De “incommunicado” detentie ging in 2022 zonder onderbreking door, ondanks de wekelijkse verzoeken van advocaten aan de autoriteiten waarin zij vroegen om de families en advocaten de gevangenis te laten bezoeken. Vanaf 25 maart 2021, de laatste datum van contact met Imrali, tot eind 2022 werden in totaal 238 verzoeken om bezoeken van advocaten en nog eens 79 verzoeken om bezoeken van familie/voogden ingediend. Op deze verzoeken werd niet gereageerd. Advocaten ontvingen in deze periode ook geen brieven, telegrammen of faxen van hun cliënten; er was ook geen telefonisch contact.

Beperkingen door verzonnen besluiten

“Nadat we ons tot verschillende internationale mechanismen hadden gewend, vernamen we uit de antwoorden van de overheid dat het recht van onze cliënten om via de telefoon te communiceren voor zes maanden was beperkt door besluiten van de Raad van Bestuur en Toezicht van de gevangenis van respectievelijk 18 oktober 2021, 30 maart 2022, 9 mei 2022 en 9 juni 2022. Deze beperkingsbesluiten werden niet aan de advocaten meegedeeld; de procedures werden in het geheim uitgevoerd, buiten de advocaten om. Het was dus duidelijk dat het recht van onze cliënten om via de telefoon te communiceren periodiek wordt beperkt door middel van verzonnen besluiten die eens in de zes maanden worden uitgevaardigd.

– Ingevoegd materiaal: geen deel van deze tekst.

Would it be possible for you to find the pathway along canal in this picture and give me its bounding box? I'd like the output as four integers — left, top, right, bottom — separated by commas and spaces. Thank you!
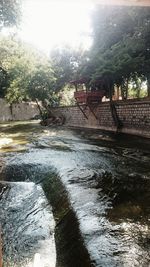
0, 122, 150, 267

Bovendien hebben we geen enkele reactie ontvangen op de vele brieven die regelmatig gedurende het jaar naar onze cliënten zijn gestuurd. Het is niet bekend of deze brieven überhaupt zijn afgeleverd bij de geadresseerden. Op onze beurt hebben we in 2022 ook geen brieven, telegrammen of faxen van onze klanten ontvangen.

Daarnaast zijn de feitelijke en onwettige verboden op familie- en advocaatbezoeken die al vele jaren van kracht zijn, systematisch en zonder ophouden gehandhaafd, zodat er in 2022 geen enkel familie- of advocaatbezoek heeft kunnen plaatsvinden. In dit opzicht werd 2022 gekenmerkt door de absolute onmogelijkheid om enig contact te leggen met onze cliënten in de gevangenis van İmralı Eiland.”